From: Asmus Freytag <asmusf@ix.netcom.com>
Date: Thu, 25 Oct 2007 17:13:26 -0700
Message-ID: <47213126.1090406@ix.netcom.com>
To: Najib Tounsi <ntounsi@emi.ac.ma>
CC: Martin Duerst <duerst@it.aoyama.ac.jp>, Daniel Dardailler <danield@w3.org>, 'WWW International' <www-international@w3.org>, W3C Offices <w3c-office-pr@w3.org>, public-i18n-core@w3.org

On 10/25/2007 4:22 PM, Najib Tounsi wrote:
> Martin Duerst wrote:
> > ... Well, licence plates are a good example actually. In Japan, they
> > use Kanji and Hiragana. In Germany, they use Umlauts. In many Arabic
> > countries, they use Arabic letters and numerals. Najib can tell us
> > what Marocco does.
> Well, years ago, there were numbers like "1363-1 4" as showed in 
> http://www.worldlicenseplates.com/
> Now, Arabic letters are used, like " 12345-X 9", where X is actually 
> the Arabic Beh 'ب', coming after Alef 'أ'.

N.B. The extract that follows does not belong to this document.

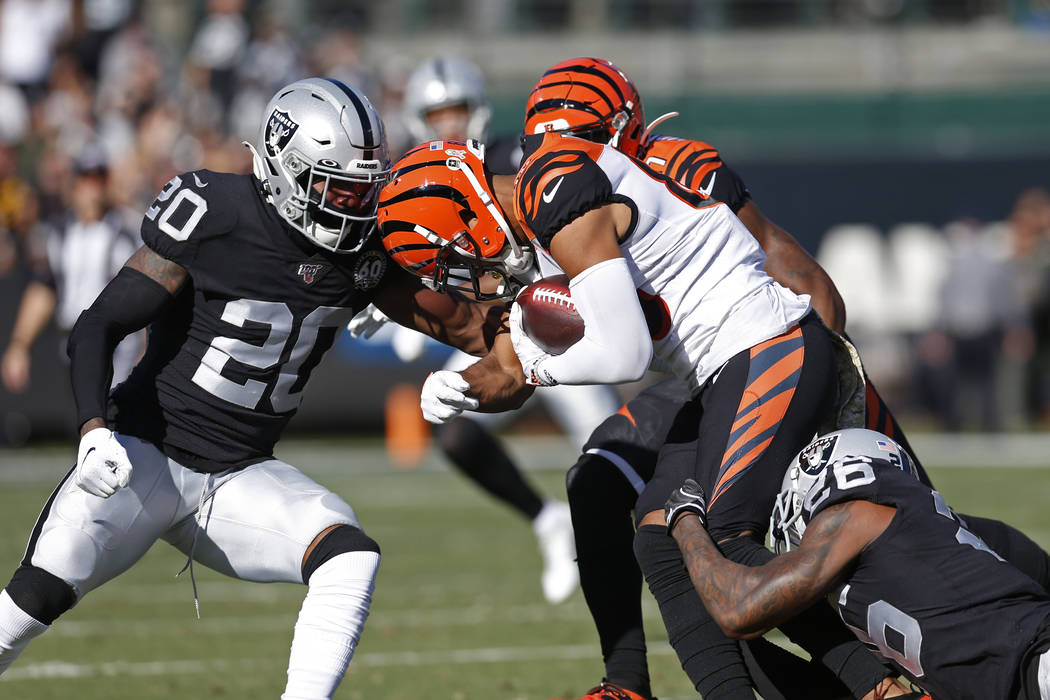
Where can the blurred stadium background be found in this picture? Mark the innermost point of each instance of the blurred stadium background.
(905, 143)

> For the story, this didn't make everybody happy. At vehicle 
> administration and insurance companies, computer applications are not 
> yet ready to accept non Latin scripts. I've been told that, as a 
> temporary solution, Alef is replaced by A and Beh by B./
When I visited Greece for the most recent of the JTC1/SC2/WG2 meetings 
held there, I noticed the fact that the licence plates used capital 
letters to designate a local area. Upon further inquiry, I was told that 
the letters used were carefully subsetted to those for which the shape 
matches that of the corresponding Latin letters, so as to be able to run 
Greek license plates through police computers using the Latin script.

During my visit I could confirm that I never once saw a license plate 
that required the use of the Greek script.